A man walks by a screen showing the North Korean leader Kim Jong Un at the Seoul Train Station in Seoul, South Korea, Wednesday, July 20, 2016. North Korea said Wednesday it test-fired ballistic rockets as part of a simulated pre-emptive attack on ports and airfields in South Korea, in a likely reference to the three missile launches that Seoul says the North carried out a day earlier. The letters, the top left, read: "North Korea, Missile pre-emptive attack drill." (AP Photo/Lee Jin-man)
A man walks by a screen showing the North Korean leader Kim Jong Un at the Seoul Train Station in Seoul, South Korea, Wednesday. The letters at top left read: “North Korea, Missile pre-emptive attack drill.” (AP Photo/Lee Jin-man)

TOKYO (The Washington Post) – North Korea said Wednesday that it had been practicing to blow up South Korean ports and airports with nuclear warheads during its most recent ballistic missile launches, the latest sign of Pyongyang’s anger over attempts to contain it.

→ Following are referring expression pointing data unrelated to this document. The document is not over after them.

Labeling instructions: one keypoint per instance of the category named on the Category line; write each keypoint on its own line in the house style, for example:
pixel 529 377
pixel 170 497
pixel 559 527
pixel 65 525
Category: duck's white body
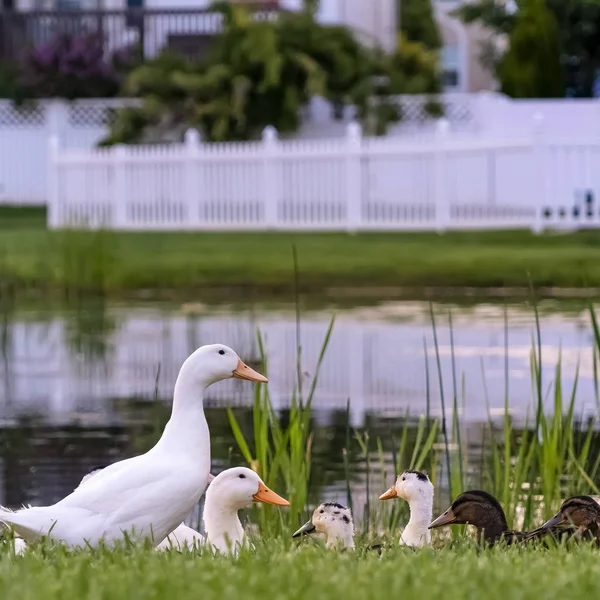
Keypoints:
pixel 147 496
pixel 417 490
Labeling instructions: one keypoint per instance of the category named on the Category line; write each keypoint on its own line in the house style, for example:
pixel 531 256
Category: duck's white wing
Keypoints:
pixel 19 547
pixel 143 498
pixel 181 538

North Korea launched three missiles – two short-range Scuds and one medium-rang Rodong – from a launch site south of Pyongyang early Tuesday morning. They flew about 350 miles across the peninsula to land in the sea off the east coast, and South Korean military officials said they had the potential to hit even the southernmost parts of the country.

The launches were part of a drill overseen by Kim Jong Un, the third-generation leader of the country who bears the official title of “Supreme Commander of the Korean People’s Army.”

The drill rehearsed “making preemptive strikes at ports and airfields in the operational theater in south Korea, where the U.S. imperialists nuclear war hardware is to be hurled,” the North’s official Korean Central News Agency said Wednesday.

In response to North Korea’s provocations this year – January’s nuclear test and the steady stream of missiles that have followed it – South Korea has agreed to host a sophisticated anti-missile system, despite the strong objections of China, a key trading partner.

The United States and South Korea this month finalized the details for deploying a terminal high-altitude area defense (THAAD), battery to South Korea that would be operated by U.S. forces stationed there. It is designed to intercept incoming missiles.

Han Min-koo, the South’s defense minister, told lawmakers in an emergency session held Tuesday afternoon that North Korea’s missiles constituted a “sort of protest” against the planned THAAD deployment.

The decision has also been controversial in South Korea, particularly in the rural area of Seongju, about 130 miles southeast of Seoul, which has been chosen as the site for the battery. Residents pelted the South Korean prime minister with eggs when he visited last week to try to alleviate their concerns that they would become a target for North Korea.

The North has been putting out a steady stream of invective over the South Korean government’s increasingly assertive response, at the same time as boasting of making technological breakthroughs in its nuclear weapons program.

Tuesday’s drill simulated detonating “nuclear warheads mounted on the ballistic rockets at the designated altitude over the target area,” KCNA said.

North Korea has proven it has nuclear devices and has also shown advances in its missile program, although progress hasn’t always been smooth. Most of the six intermediate-range Musudan missile tests carried out in recent months have been failures.

Despite North Korea’s boasts, there is considerable doubt about whether North Korea has mastered the next, difficult steps: making nuclear warheads small enough to mount on a missile, and then being able to deliver it. While many analysts, and a considerable number of American officials, think that it’s just a matter of time until the North can do this, there’s been no evidence to suggest they’re there yet.

But North Korea has continued to pump out statements that increase tension on the peninsula, where the two sides remain technically at war, more than 60 years after the Korean war.

“Kim Jong Un expressed great satisfaction over the successful drill,” the KCNA statement said, and he praised the soldiers for being “fully ready to carry out any order issued all of a sudden.”